Ulan İstanbul | Yaren ve Karlos
Duygu TombakYaren ve Karlos… Her dakikaları Sevgililer Günü
tadında geçen bir çift için organizasyon yapmak oldukça zor. Ama olsun,
adettendir, kutlamak lazım. O halde başlıyoruz.
Nereye Gider, ne yer ne içerlerdi?
14 Şubat’ın ilk dakikaları… Harekete geçilmesi
gereken bir operasyon yokken Karlos, Yaren’i kolundan tuttuğu gibi kokoreççiye.
Allah aşkına, bizimkilerin ne işi var herkesin aynı hediyeleri alıp verdiği,
aynı cümleleri kurduğu hatta ve hatta aynı giyindiği restoranlarda? İyi ki geceden kokoreççiye gönderdim. Ama akşama
iş çıkmazsa yine bir romantik organizasyon yaparız. Peki, ama nereye derken
aklıma geldi: Selami Şahin’e! Zaten yılbaşında kanka olmuştuk. Sevgililer Günü'nü de Selami Baba’yla geçirsek fena mı olur? Ama bir ailede babanın yanında
anne de olur. Hiçbir aksiliğin yaşanmadığı bir 14 Şubat günü Yaren’in annesine
de uğrayalım derim. Sevgililer Günü demek ille de romantik aşk yemeklerinin
yendiği, sevgililerin birbirlerine aşk sözcüklerinin söylediği gün değil ya.
Aha, valla hastaneden gülerek çıktılar. Kesin güzel bir şey oldu. Sorup
büyüsünü bozmak istemiyorum. Onlar vakti geldiğinde anlatır zaten. Yüzler
güldüğüne göre o zaman konsereee, yihhuu!
Birbirlerine Ne Hediye Alırlardı?
Karlos için Yaren’e şarkılar yazmak çok…
Alışılmış bir hediye. Zaten
Yanarım
ile zirveye ulaşmış bu kariyerin başka şarkılarla gölgelenmesine izin vermemeli.
O halde… Evreka, evreka! Yaren’in tarzına uygun, şöyle pembeli, taşlı bir
kulaklık.
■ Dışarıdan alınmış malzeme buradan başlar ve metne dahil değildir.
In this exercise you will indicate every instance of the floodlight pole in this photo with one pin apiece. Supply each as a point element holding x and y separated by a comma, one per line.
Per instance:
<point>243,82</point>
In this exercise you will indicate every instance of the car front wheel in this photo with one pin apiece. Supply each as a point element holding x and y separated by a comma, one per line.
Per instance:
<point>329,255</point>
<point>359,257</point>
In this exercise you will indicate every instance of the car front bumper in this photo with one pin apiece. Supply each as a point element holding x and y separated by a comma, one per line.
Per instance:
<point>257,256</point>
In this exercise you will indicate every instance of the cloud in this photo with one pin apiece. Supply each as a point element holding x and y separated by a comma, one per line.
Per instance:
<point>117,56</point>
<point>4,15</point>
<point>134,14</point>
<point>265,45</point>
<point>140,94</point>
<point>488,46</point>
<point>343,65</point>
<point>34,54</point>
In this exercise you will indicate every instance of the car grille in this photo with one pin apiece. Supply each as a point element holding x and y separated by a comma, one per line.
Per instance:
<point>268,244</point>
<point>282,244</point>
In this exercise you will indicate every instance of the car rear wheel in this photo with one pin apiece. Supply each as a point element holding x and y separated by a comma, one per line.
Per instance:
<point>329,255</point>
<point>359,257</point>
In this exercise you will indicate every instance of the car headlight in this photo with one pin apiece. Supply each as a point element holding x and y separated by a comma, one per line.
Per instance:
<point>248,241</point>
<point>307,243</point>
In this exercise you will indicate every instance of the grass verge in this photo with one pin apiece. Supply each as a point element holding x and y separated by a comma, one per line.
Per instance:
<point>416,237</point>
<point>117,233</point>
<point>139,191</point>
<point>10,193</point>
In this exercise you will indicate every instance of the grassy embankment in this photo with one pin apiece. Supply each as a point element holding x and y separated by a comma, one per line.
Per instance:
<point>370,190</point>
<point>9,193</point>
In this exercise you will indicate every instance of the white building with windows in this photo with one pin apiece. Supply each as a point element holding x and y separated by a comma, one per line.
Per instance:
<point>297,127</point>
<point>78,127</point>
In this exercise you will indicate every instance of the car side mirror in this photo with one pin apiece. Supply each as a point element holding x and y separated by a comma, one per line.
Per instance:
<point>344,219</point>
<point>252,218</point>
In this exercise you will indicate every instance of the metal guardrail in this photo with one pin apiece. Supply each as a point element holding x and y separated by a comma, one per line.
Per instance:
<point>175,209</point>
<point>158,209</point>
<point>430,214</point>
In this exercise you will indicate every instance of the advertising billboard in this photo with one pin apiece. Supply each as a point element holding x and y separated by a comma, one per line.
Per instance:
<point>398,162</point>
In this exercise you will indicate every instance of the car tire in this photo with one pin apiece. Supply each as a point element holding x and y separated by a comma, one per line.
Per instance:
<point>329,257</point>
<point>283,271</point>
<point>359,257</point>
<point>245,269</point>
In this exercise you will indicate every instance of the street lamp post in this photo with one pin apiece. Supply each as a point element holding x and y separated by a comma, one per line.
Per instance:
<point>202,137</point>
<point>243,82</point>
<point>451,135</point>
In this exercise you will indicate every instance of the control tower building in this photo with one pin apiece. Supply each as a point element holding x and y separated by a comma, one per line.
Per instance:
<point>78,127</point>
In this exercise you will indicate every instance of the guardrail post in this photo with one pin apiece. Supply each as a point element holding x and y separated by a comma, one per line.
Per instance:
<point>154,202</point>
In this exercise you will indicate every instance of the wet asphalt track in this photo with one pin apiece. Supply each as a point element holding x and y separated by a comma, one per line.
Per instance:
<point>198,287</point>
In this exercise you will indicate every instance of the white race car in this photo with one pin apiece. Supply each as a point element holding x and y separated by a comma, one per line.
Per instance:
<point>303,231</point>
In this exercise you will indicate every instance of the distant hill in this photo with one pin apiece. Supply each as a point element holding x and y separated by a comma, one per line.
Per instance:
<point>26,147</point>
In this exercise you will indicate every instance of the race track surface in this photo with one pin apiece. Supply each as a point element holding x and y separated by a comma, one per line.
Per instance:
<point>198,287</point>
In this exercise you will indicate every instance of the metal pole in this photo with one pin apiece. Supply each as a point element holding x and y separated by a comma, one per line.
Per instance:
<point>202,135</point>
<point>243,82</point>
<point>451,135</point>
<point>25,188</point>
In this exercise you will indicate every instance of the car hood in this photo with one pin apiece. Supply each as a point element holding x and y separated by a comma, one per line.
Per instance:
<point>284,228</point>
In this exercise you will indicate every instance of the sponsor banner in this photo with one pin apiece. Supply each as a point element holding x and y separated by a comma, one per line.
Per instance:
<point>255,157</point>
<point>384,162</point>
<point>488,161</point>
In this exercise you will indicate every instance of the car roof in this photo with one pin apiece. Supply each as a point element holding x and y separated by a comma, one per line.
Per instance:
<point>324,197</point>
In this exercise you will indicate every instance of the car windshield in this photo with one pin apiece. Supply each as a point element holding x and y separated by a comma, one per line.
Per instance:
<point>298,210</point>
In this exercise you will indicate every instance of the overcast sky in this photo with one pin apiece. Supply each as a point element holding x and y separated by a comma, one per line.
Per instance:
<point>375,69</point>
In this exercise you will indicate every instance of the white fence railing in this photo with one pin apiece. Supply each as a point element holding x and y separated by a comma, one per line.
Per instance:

Akla ilk gelen doğrudur mantığından şaşmadan Karlos’un Yaren’e
hediyeye bakalım o halde:
Ohh, hediye arama faslı bitti. Maksat yarım
elma, gönül alma değil mi?
Bu Aşkın Şarkısı Ne Olurdu?
Tabi ki Selami Şahin’den geliyor: İyi ki
Tanıdım. Hem de Selami Şahin ile aynı sahnede, Yaren’in gözlerinin içine baka
baka
Hangi Masalın Kahramanı Olurlardı?
Feleğin çemberinden geçmiş Yaren ve Karlos için uzaklara gitmeye gerek yok. Onların kahramanları Kandemir Abi’leri. Ve hepsi birden bilindik bir masalın yani Robin Hood'un kahramanları değil mi?